The Pinery has spent many years working to restore these habitats to the park, which allowed the butterfly recovery team to launch the five-year duskywing recovery project, supported by a Natural Sciences and Engineering Research Council Alliance grant. 

Bearded man wearing purple braided necklace
Dr. Ryan Norris

“The Cambridge Butterfly Conservatory in Cambridge, Ont., has been crucial to this,” said Norris “We didn’t know how to rear mottled duskywings but the team there was able to develop a captive rearing program that allowed us to bring 700 of them to the park last summer.” 

With Wildlife Preservation Canada, the team will now begin a count of the butterflies to estimate the number that survived, track their activities over the summer and add more insects reared at the Cambridge conservatory to boost the numbers. 

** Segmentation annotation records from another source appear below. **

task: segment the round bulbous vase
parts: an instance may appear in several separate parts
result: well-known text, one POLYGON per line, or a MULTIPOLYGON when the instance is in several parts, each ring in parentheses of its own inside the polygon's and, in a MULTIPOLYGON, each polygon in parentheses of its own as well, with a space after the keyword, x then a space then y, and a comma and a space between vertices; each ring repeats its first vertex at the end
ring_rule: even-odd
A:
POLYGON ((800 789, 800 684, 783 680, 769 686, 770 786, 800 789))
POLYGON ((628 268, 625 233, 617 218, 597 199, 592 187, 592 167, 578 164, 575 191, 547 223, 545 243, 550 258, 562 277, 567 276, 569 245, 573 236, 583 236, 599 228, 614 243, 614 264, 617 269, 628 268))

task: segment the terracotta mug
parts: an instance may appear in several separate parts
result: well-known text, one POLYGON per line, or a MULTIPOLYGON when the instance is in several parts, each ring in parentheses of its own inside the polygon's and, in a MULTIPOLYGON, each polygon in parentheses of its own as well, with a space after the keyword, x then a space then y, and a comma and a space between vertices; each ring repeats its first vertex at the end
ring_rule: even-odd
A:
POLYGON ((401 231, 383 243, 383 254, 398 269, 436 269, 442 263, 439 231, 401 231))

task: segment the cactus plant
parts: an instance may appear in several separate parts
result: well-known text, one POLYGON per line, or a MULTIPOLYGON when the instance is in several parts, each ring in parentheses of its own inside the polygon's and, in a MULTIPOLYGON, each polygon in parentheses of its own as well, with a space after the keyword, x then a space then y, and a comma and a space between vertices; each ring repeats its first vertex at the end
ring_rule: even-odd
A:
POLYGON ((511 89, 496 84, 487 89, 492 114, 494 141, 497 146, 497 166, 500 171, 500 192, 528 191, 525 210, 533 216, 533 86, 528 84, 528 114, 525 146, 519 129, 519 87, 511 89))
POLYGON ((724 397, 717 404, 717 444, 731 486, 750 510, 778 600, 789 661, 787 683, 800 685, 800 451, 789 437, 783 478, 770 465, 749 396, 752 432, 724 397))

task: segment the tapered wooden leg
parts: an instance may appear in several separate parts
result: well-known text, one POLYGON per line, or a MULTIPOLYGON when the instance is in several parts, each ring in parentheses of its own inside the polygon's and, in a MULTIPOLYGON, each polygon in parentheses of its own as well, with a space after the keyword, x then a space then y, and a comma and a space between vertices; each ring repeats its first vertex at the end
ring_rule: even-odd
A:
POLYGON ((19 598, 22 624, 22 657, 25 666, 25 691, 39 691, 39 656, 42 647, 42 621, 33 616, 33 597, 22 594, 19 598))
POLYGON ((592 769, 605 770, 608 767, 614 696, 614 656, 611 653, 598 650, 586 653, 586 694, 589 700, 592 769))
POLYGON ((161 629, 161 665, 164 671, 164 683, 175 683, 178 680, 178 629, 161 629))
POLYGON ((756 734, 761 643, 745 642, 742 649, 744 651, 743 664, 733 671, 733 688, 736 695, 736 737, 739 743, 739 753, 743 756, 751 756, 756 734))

If all goes well, a similar reintroduction plan will be started on land owned by the Nature Conservancy of Canada — another partner on the project — in Norfolk County that has recently been restored from agricultural use. 

“If we can recreate a habitat and return this butterfly species there, it would be another symbolic step that we can restore ecosystems,” said Norris. “And that would be a big achievement. It gives us hope that we can reintroduce what we’ve lost.”